Ecuador's 'Children of the Sea' Help to Save a Hummingbird
Over the last three years, 50 schoolchildren and 20 adults from the community of Las Tunas, along Ecuador's Pacific Coast, have collected and recycled more than 1 million plastic bottles. Their efforts are part of the "Children of the Sea" recycling program, which holds weekly beach clean-ups and aims to maintain a “zero waste zone” in the community.
The bottles are re-purposed into artisan crafts, such as handbags, and sold by a local women's group.
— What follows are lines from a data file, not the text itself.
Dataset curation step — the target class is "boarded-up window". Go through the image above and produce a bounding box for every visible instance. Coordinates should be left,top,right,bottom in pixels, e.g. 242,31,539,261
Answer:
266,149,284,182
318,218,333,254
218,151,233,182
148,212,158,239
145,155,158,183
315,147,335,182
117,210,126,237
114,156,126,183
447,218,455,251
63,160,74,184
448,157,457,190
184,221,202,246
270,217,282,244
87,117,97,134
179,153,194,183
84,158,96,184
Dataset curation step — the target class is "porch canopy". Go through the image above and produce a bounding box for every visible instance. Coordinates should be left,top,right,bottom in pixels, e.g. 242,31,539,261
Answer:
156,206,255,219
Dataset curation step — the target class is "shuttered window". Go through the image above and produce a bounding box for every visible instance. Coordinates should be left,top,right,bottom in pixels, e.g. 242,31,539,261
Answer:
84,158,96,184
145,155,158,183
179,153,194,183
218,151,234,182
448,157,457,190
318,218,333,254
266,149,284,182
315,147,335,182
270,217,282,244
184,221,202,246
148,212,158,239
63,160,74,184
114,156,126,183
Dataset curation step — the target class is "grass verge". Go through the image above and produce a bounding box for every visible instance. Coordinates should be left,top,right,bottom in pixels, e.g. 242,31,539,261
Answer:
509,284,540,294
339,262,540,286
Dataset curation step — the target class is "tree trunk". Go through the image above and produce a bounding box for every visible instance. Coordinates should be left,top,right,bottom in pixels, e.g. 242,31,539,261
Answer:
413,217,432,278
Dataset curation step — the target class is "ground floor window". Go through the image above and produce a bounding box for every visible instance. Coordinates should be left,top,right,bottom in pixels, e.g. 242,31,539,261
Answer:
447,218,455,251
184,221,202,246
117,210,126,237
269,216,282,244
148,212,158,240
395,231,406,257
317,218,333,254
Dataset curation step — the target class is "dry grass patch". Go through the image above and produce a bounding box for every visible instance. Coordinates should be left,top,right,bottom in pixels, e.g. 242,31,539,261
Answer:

Community trash cleanup days have become a regular event around the 38-acre Ayampe Reserve, established in 2012 by Fundación Jocotoco with support from American Bird Conservancy. This reserve, along the Ayampe River on the coast, protects the most important known breeding site for the Esmeraldas Woodstar, a highly endangered hummingbird.
The reserve's coastal forests and mangroves also host migratory Watch List species including Olive-sided Flycatcher, Marbled Godwit, and Lesser Yellowlegs.
Barely bigger than a bumblebee, the Esmeraldas Woodstar, known by locals as Estrellita, or "Little Star," is a striking bird. But fewer than 1,000 individuals are thought to remain, making conservation of this tiny hummingbird an urgent priority.
Like the Children of the Sea program, conservation efforts in this area involve local communities across several thousand acres of communal land to benefit the bird, the watershed, and the community.